You would have thought that they had never received a present from anyone in their lifetime. They were all overwhelmed with my thoughtfulness and Augie actually bent down and kissed my head, he seemed almost embarrassed to accept his watch but took it out of the case, admired it briefly, before putting it on and preparing to sound check for the show.
That night both our sets went off without a hitch. We played to a sold-out crowd and woke up to stellar reviews. It seriously felt like my life couldn’t get any better and the warm feeling continued until later that night when I watched Freddy Fender giving an interview on television.
He was in the middle of talking about the tour when his microphone kept clinking against something in his pocket.
The metallic sound was so distracting to the interviewer that he actually stopped the interview with Freddy and asked, “What’s going on in your pocket?”
Freddy smiled and pulled out the Disney cartoon watch tin and held it up to the camera. “Oh,” he said, laughing as he opened it wide for the viewers to see. “D.D. Wood gave this to me. I love it. I’m diabetic and I keep all of my insulin needles in this little container. See? It fits them perfectly. Isn’t it a lovely gift?”
I looked at his wrist: no watch.
I looked back at his hand: tin full of needles.
God I hoped people heard the diabetic part and weren’t already sending me hate mail about how I was enabling the habit of “Mr. Wasted Days and Wasted Nights” and basically trying to kill off a living legend.
My husband who was watching the show with me looked over and laughed out loud.
“I love it!” He said with a great big growl and a loud clap of his hands. “Freddy Fender just gave you the best shout out ever.”
I wasn’t so sure about that.
“He liked the tin. He isn’t wearing the watch,” I said with a pout.
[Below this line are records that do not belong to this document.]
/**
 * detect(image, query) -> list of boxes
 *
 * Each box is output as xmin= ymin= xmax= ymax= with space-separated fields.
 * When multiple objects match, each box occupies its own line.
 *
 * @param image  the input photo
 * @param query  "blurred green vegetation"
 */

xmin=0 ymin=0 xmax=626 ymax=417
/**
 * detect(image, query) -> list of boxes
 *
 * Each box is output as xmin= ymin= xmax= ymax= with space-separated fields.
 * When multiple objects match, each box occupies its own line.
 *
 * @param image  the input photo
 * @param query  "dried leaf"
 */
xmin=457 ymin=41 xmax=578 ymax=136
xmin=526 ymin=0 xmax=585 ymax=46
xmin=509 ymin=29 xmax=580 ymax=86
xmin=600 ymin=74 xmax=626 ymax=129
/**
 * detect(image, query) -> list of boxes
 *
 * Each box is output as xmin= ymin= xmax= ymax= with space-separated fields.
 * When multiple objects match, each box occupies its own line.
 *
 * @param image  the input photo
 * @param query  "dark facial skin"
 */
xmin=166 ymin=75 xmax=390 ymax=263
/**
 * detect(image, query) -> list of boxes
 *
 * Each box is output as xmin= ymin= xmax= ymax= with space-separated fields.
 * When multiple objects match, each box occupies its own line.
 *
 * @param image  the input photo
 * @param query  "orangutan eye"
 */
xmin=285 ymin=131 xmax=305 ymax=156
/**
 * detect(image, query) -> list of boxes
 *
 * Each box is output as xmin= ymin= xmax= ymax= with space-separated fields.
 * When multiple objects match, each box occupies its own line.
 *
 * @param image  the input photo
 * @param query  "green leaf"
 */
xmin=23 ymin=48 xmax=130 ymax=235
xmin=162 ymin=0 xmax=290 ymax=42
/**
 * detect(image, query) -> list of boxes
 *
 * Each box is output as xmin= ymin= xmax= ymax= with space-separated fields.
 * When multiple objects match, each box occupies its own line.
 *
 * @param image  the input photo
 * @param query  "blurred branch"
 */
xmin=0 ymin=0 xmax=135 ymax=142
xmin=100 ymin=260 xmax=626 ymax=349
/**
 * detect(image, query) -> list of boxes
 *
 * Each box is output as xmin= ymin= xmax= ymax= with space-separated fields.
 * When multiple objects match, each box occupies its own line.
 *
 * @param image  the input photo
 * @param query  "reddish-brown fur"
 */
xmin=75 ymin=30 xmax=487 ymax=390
“Gimme a break,” my husband said. “Keeping his needles in your tin is way better.”
I gave him a skeptical look.
My next show with The Tornados, I walked up, grabbed Freddy, and pulled the tin from his pocket.
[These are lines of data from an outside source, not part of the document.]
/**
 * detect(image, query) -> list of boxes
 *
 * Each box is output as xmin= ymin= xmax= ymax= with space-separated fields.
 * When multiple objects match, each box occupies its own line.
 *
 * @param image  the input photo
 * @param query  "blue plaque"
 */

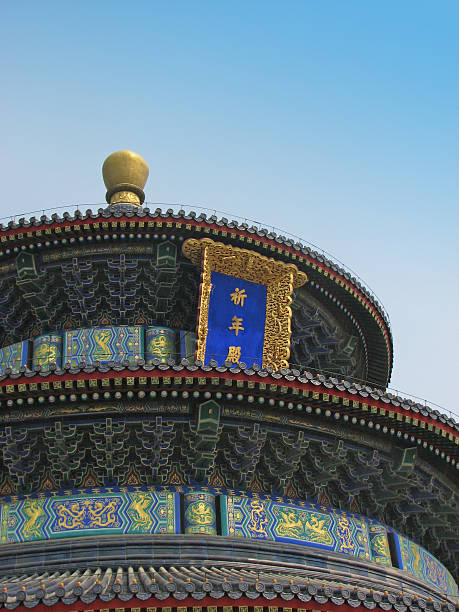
xmin=205 ymin=272 xmax=267 ymax=367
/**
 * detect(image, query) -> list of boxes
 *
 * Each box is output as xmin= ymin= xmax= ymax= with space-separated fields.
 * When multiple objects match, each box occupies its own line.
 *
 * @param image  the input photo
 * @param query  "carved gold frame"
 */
xmin=182 ymin=238 xmax=307 ymax=370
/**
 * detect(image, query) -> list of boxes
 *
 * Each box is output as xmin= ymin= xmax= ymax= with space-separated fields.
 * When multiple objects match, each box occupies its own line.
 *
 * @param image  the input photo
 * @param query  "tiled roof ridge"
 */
xmin=0 ymin=565 xmax=456 ymax=612
xmin=0 ymin=358 xmax=459 ymax=431
xmin=0 ymin=206 xmax=391 ymax=333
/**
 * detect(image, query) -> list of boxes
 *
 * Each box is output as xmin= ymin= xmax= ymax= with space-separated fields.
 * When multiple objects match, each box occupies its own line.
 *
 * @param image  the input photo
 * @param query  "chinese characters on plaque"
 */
xmin=205 ymin=272 xmax=267 ymax=366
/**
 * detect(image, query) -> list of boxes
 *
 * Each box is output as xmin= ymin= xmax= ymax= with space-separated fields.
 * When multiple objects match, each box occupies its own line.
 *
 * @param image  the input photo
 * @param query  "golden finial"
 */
xmin=102 ymin=151 xmax=148 ymax=206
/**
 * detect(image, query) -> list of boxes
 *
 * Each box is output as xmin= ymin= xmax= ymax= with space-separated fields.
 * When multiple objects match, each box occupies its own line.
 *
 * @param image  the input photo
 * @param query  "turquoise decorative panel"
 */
xmin=180 ymin=331 xmax=196 ymax=359
xmin=0 ymin=490 xmax=180 ymax=543
xmin=220 ymin=495 xmax=370 ymax=559
xmin=0 ymin=340 xmax=29 ymax=374
xmin=64 ymin=326 xmax=143 ymax=367
xmin=32 ymin=334 xmax=62 ymax=371
xmin=368 ymin=522 xmax=392 ymax=566
xmin=184 ymin=491 xmax=217 ymax=535
xmin=394 ymin=534 xmax=459 ymax=596
xmin=145 ymin=326 xmax=176 ymax=363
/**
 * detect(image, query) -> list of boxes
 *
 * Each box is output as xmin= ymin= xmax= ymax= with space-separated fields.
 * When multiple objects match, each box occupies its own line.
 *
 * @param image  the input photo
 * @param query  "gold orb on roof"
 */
xmin=102 ymin=151 xmax=149 ymax=206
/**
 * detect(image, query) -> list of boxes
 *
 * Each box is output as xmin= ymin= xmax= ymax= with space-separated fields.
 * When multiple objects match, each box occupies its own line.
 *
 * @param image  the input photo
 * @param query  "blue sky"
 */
xmin=0 ymin=0 xmax=459 ymax=413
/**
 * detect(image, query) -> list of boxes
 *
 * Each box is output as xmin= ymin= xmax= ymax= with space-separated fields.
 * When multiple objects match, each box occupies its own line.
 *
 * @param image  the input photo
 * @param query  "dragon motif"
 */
xmin=56 ymin=499 xmax=118 ymax=531
xmin=22 ymin=499 xmax=46 ymax=540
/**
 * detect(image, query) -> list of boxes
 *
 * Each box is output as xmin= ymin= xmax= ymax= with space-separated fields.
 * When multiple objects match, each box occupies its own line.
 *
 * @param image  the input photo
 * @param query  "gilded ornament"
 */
xmin=102 ymin=151 xmax=149 ymax=206
xmin=182 ymin=238 xmax=307 ymax=370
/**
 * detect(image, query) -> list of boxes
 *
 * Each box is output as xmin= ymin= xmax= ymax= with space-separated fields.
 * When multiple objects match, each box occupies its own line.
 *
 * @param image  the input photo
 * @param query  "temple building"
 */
xmin=0 ymin=151 xmax=459 ymax=612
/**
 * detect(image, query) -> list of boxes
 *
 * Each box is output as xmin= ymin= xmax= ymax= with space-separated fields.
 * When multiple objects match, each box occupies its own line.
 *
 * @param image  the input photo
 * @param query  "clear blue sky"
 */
xmin=0 ymin=0 xmax=459 ymax=412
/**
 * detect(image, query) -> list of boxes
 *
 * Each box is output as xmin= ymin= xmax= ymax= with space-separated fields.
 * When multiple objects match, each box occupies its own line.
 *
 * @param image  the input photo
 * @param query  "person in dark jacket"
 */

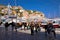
xmin=30 ymin=22 xmax=34 ymax=35
xmin=5 ymin=22 xmax=9 ymax=31
xmin=10 ymin=22 xmax=15 ymax=31
xmin=47 ymin=22 xmax=56 ymax=38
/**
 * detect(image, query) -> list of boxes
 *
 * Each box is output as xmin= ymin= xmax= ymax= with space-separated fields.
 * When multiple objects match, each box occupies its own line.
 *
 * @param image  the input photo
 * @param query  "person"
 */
xmin=46 ymin=21 xmax=56 ymax=38
xmin=5 ymin=22 xmax=9 ymax=31
xmin=35 ymin=23 xmax=39 ymax=33
xmin=30 ymin=22 xmax=34 ymax=35
xmin=10 ymin=22 xmax=15 ymax=31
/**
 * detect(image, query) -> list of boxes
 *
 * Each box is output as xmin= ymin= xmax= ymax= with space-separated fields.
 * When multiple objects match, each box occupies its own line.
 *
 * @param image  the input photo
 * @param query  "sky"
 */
xmin=0 ymin=0 xmax=60 ymax=18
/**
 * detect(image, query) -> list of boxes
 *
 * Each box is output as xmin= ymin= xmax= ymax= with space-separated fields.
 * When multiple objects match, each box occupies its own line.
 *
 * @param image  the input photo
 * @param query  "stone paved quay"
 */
xmin=0 ymin=27 xmax=60 ymax=40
“Really?” I said. “Really? On National television? You tell people you love the tin and you don’t even wear the watch?”
“What?” He said. “The watch is cool and all but… that little tin is just so perfect for my rigs.”
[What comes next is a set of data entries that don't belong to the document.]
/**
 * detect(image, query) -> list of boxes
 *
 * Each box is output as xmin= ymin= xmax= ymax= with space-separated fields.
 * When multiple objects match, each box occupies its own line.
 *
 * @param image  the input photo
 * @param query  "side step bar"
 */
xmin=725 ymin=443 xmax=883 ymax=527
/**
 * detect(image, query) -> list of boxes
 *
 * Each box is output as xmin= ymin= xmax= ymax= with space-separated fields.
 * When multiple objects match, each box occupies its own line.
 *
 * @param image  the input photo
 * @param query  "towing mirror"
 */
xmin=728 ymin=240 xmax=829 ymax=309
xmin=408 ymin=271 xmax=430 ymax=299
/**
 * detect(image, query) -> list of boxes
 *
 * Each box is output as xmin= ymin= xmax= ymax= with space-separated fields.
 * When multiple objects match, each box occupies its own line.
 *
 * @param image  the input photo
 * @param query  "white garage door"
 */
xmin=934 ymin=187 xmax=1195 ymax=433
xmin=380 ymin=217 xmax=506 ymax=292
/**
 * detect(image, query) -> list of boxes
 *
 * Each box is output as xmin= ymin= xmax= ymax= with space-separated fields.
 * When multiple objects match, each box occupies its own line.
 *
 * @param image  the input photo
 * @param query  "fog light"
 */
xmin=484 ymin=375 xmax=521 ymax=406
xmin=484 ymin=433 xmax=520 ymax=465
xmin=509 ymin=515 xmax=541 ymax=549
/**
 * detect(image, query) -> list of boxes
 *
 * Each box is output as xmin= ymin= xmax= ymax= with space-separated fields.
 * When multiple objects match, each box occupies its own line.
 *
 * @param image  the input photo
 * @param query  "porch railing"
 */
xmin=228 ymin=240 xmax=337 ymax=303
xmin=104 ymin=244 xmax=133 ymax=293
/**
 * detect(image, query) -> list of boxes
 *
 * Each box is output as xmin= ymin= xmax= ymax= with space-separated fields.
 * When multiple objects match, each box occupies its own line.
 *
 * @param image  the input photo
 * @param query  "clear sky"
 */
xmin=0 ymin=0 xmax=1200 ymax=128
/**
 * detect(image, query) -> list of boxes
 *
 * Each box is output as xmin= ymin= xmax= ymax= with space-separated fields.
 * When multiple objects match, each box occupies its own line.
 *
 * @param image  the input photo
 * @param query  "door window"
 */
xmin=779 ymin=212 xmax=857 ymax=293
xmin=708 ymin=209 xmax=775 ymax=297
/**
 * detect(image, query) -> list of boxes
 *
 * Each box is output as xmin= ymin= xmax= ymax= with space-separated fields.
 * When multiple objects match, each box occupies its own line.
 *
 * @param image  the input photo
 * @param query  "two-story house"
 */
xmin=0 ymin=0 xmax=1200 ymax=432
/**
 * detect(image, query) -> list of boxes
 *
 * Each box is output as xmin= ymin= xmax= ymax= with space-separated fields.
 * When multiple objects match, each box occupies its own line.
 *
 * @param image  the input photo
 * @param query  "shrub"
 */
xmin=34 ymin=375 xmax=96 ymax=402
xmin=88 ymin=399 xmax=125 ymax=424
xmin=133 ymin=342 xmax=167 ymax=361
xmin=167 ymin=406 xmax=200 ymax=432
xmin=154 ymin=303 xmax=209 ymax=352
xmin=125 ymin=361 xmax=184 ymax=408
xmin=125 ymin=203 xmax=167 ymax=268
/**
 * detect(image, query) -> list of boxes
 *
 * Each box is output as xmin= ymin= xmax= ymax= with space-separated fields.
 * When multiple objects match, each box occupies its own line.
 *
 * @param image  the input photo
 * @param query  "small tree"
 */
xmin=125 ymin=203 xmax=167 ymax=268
“Hey this ain’t prison,” I said. “Don’t be getting all drug slang on me.”
He laughed and gave me a big hug, “It’s not like I said you were there with me little girl.”
Flaco came up and hugged me. “I heard you brought your mother to this show may I meet her?”
Freddy actually rolled his eyes.
I could only imagine what was going to happen next but I led Flaco to my mom and watched from the stage, trying to concentrate on my set, as Flaco flirted and laughed with my mother.
I couldn’t stop myself from wondering what it would be like to have Flaco as my step-dad and The Texas Tornados as regular visitors at my household.
I smiled at the thought as I finished my last song and bowed to the crowd.
“He seems to really like your mom,” Augie said from the wings as I unplugged my Fender and walked off the stage.
“Is that a good thing?” I asked.
Augie shook his head and laughed.
Doug walked up behind us and said, “You might need a drink child.” Which was a pretty serious statement from someone very much clean and sober at the time.
But Flaco, was a perfect gentleman. He kissed my mother’s hand at the end of the night and she road home with me charmed as everyone was by Flaco’s attention.
I played several more shows with The Tornados before we parted ways.
Several years later Doug was gone… Freddy was too…. and I think of Augie and Flaco and miss our time together… and in my heart I am so grateful that I had my moment with the Godfathers of Tejano, these Kings of country music.